Go to Data > Get Data > From File > From Text/CSV, pick the CSV, check the preview and then choose Transform Data to open the Power Query Editor.

Step 2: trim and clean text columns

In the editor, select the Customer and Region columns, then use Transform > Format > Trim to remove leading and trailing spaces.

Next, with Region still selected, choose Transform > Format > Uppercase so all regions are standardized as EAST, WEST, etc.

Step 3: handle missing revenue

Select the Revenue column and replace blank values with zero via Transform > Replace Values (or by using a simple step in the Applied Steps pane).

You can also change the column type to Decimal to make sure it behaves like a number in later calculations.

Step 4: load the cleaned result back to Excel

Once the data looks right, click Home > Close & Load to return a clean table to a worksheet, separate from the original CSV.

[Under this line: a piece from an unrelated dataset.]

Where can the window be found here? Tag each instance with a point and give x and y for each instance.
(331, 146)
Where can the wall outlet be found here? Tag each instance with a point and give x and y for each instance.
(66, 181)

From now on, the only thing you have to do when a new file arrives is put it in the same folder (or point the query to it) and hit Refresh on the query table.

Why bother switching?

On a tiny file, formulas feel faster because you are already comfortable with them, but as soon as you repeat the same cleanup more than a couple of times, Power Query starts to pay for itself.

It reduces the chance of forgetting a step, makes your workbook lighter and gives you a documented list of transformations in the Applied Steps pane instead of scattered helper formulas.